Monday, October 1, 2012

The Fiscal Cliff- A Quick Note

OK, OK, I'm convinced that the "Fiscal Cliff" at the end of this year is going to be a problem.  Previously I had said that I looked forward to tax rates returning to Clinton-era levels.  But liberal economists are joining conservatives in saying that this would be very bad for the economy while it's still doing so poorly.

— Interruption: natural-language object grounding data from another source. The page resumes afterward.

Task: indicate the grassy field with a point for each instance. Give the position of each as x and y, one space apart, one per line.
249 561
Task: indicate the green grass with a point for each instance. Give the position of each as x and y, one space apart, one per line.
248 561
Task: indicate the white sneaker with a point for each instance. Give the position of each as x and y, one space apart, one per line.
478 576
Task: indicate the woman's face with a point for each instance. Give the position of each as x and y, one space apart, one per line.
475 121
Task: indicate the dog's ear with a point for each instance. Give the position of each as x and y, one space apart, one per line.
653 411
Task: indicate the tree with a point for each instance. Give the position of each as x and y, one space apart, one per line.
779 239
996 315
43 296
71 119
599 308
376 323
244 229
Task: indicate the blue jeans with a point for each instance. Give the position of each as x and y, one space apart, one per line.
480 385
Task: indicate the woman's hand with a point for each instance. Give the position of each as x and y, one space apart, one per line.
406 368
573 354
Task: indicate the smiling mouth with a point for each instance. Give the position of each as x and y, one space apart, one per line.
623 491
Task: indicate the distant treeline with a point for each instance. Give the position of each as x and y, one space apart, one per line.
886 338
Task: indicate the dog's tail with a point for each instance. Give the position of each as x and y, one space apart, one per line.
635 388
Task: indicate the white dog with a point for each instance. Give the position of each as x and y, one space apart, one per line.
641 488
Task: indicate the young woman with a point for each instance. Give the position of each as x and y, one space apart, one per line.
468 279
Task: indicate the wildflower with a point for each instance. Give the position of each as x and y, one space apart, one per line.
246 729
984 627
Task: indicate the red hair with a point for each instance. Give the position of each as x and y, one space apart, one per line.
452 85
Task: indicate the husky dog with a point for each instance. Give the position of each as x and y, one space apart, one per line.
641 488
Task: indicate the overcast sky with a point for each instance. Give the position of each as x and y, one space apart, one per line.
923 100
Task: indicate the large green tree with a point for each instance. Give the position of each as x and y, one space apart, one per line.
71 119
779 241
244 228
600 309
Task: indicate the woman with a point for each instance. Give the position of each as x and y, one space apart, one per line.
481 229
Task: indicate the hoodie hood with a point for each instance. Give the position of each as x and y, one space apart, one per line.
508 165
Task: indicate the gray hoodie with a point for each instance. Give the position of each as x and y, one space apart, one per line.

Of course liberals have different reasons than conservatives for saying this.  Conservatives have been saying that tax hikes are always bad, no matter what the rates before and no matter what problem they're trying to solve (hell, Paul Ryan is still trying to convince us that the deficit problem can be solved with tax cuts, which would do the exact opposite).

So I do want taxes returned to previous levels, with which our government can be sustained.  But it can't really happen on the middle class yet- a tax hike will be anti-stimulative.  That will be fine when unemployment is back below 6%, but not now.

The problem is that I don't trust the Democrats on this issue, and I fear they'll make the Bush tax cuts permanent in their negotiations with a hard-line GOP.  I sure hope they can keep their eyes on this tax prize.